BUILT WITH LLAMA!
Model Card for Llama-3.2-11B-CXR
Llama-3.2-11B-CXR is my first attempt at fine tuning a general purpose open-weights vision-language model for chest X-ray structured report generation. The model has been fine-tuned to generate radiological reports in a structured JSON format.
{
"Support devices": "None.",
"Cardiomediastinum": "Within normal limits.",
"Lungs": "Lungs are clear.",
"Pleura": "No pleural effusion or pneumothorax.",
"Skeleton": "No acute findings.",
"Upper abdomen": "No acute findings."
}
Model Details
Model Description
These are adapters for meta-llama/Llama-3.2-11B-Vision-Instruct, obtained through supervised fine-tuning (SFT) with low-rank adapters (LoRA) using a custom subset of publicly available frontal chest x-rays from the romprr/CXR_BioXAi_Hackathon_2024 dataset.
- Developed, funded and shared by: Nakul Gupta
- Model type: Multi-modal Large Language Model
- Language(s) (NLP): SFT was done in English language, although base model supports additional languages.
- License: Llama 3.2 Community License (a custom, commercial license agreement).
- Finetuned from model: meta-llama/Llama-3.2-11B-Vision-Instruct
Uses
This model is SOLELY intended for research and development purposes.
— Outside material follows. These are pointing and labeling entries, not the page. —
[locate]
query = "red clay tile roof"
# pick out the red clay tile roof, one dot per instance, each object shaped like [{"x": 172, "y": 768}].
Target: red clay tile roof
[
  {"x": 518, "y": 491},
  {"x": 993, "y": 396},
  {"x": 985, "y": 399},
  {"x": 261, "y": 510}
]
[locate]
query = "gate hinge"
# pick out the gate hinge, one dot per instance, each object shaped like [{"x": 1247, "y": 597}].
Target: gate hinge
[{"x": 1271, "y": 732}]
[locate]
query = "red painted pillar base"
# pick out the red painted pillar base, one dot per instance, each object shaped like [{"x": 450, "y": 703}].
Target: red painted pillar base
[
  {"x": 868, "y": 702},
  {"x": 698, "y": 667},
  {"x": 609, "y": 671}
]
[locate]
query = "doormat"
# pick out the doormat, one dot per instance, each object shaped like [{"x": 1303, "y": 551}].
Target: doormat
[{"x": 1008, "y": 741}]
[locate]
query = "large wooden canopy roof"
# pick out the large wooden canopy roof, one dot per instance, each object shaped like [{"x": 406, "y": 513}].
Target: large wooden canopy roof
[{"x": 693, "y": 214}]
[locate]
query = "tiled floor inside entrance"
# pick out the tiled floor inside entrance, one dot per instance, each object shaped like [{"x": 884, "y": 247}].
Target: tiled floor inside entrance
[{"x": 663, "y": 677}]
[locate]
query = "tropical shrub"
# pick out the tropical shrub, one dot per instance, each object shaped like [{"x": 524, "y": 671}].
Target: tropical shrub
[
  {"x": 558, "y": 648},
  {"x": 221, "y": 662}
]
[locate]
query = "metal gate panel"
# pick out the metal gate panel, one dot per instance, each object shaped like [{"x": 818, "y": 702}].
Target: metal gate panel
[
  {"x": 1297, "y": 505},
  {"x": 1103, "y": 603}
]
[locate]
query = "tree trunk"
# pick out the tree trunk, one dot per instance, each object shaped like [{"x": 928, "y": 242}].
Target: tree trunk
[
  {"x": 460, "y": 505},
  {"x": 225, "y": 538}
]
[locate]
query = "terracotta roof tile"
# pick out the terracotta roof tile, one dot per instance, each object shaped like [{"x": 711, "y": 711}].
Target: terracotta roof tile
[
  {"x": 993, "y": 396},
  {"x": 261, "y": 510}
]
It is by no means ready or meant for clinical use, nor has it been validated in a clinical setting.
Out-of-Scope Use
This model has NOT been validated for clinical use or evaluated by any regulatory bodies and may experience hallucinations as well as missed findings. It is intended for research and developmental use ONLY. The models outputs are not intended to directly inform clinical diagnosis, patient management decisions, treatment recommendations, or any other direct clinical practice applications. All model outputs require independent verification and further investigation through established scientific research and development methodologies.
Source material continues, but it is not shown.